Jogador iraniano escapa de pena de morte, mas pega 26 anos de prisão

Iraniano Amir Nasr Azadani, acusado de traição, foi condenado a 26 anos por protesto em favor da liberdade das mulheres.
Iraniano Amir Nasr Azadani, acusado de traição, foi condenado a 26 anos por protesto em favor da liberdade das mulheres. Foto: (Gerardo Vieyra/NurPhoto via Getty Images)

Acusado de ter traído o governo iraniano ao participar de protestos em favor dos direitos humanos e dos direitos das mulheres no país muçulmano, o jogador Amir Nasr Azadani, que estava detido há quase um mês, teve sua pena definida em 26 anos de prisão nesta segunda-feira. O jogador do Iranjavan FC teve levantada a possibilidade de ser executado através de enforcamento, mas as autoridades foram 'leves' em sua punição.

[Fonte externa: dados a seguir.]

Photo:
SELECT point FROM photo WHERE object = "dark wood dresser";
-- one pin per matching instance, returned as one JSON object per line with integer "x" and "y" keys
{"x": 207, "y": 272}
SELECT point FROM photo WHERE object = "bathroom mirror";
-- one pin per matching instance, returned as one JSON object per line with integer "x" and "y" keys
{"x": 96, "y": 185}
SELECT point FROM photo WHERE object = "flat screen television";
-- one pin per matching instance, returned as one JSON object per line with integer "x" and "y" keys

Azadani foi condenado por ter participado, no último dia 16 de novembro, de um protesto contrário à morte de Mahsa Amini. Na ocasião, três policiais iranianos foram a óbito nos confrontos entre manifestantes e autoridades locais. Depois de ter sido detido e acusado de traição, o jogador recebeu apoio de diversas entidades, clubes e personalidades do futebol mundial, incluindo o FIFPro, sindicado dos jogadores profissionais.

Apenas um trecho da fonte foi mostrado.